Cela devrait être une raison plus que suffisante pour que le gouvernement abandonne le projet de canne à sucre, a déclaré Faisal. Il a également remis en question la sagesse d’imposer un modèle agricole industriel sur les terres d’un peuple qui vit depuis des générations de chasseurs-cueilleurs.

« Ils ont une culture différente. Dans le passé, [the government] Ils ont également essayé de planter du riz à Merauke, mais cela a échoué car il n’y a pas d’étude anthropologique ou sociologique. [to determine what Indigenous Papuans want]”, a-t-il déclaré. “C’est parce que les Papous sont considérés comme n’existant pas.
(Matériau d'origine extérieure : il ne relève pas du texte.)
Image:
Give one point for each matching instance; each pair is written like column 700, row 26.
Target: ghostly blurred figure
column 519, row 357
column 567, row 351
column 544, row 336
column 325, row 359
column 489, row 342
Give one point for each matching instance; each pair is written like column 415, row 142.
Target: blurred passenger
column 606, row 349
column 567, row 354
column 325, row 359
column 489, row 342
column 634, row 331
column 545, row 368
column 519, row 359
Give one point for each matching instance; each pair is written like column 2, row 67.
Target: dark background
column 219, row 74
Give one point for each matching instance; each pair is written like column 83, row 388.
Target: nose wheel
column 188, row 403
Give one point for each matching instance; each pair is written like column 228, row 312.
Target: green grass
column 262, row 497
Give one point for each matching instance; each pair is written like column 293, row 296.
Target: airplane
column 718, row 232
L’état d’esprit [of development] est orienté Java ou Jakarta. »

GPA, l’entreprise sucrière, a déclaré qu’elle s’engageait à faire preuve de transparence et à impliquer activement les communautés autochtones dans le projet en cartographiant la concession avec elles. Cet effort de cartographie participative est nécessaire pour identifier les parties de la concession qui chevauchent les terres ancestrales, selon Ikrar Bakti, géomètre de GPA.

« Nous voulons nous assurer que les peuples autochtones ont une compréhension globale de la taille de leurs terres ancestrales qui seront gérées par l’entreprise, et de la manière dont la gestion sera effectuée selon les principes de durabilité », a-t-il déclaré, cité par médias locaux.

Mais tant que les Papous autochtones ne pourront pas décider eux-mêmes de la gestion de leurs terres, il n’y aura pas de participation et de consentement significatifs de la part des communautés, selon Frederika Korain, avocate des droits de l’homme de Papouasie. Elle a pointé du doigt Bahlil, le ministre de l’investissement, qui s’identifie comme Papou après avoir passé une grande partie de son enfance dans ce pays, pour avoir usurpé la voix des Papous autochtones.

« Il est très facile pour le ministre de venir et d’affecter des fonds [lands] « Il peut le faire comme il veut », a déclaré Frederika lors du séminaire de juin avec Faisal. « Laissez-moi lui demander, où est votre droit ancestral dans [Papua]? Où vivaient vos ancêtres ? Vous n’êtes pas Papou, alors comment pouvez-vous venir [to Papua] et déclarer cette région comme un lieu d’investissement ? »

Image de bannière : Le président Joko Widodo plante la première graine dans la concession de canne à sucre de PT Global Papua Abadi à Merauke, en Papouasie du Sud, en Indonésie. Image reproduite avec l’aimable autorisation de BPMI Setpres/Muchlis Jr.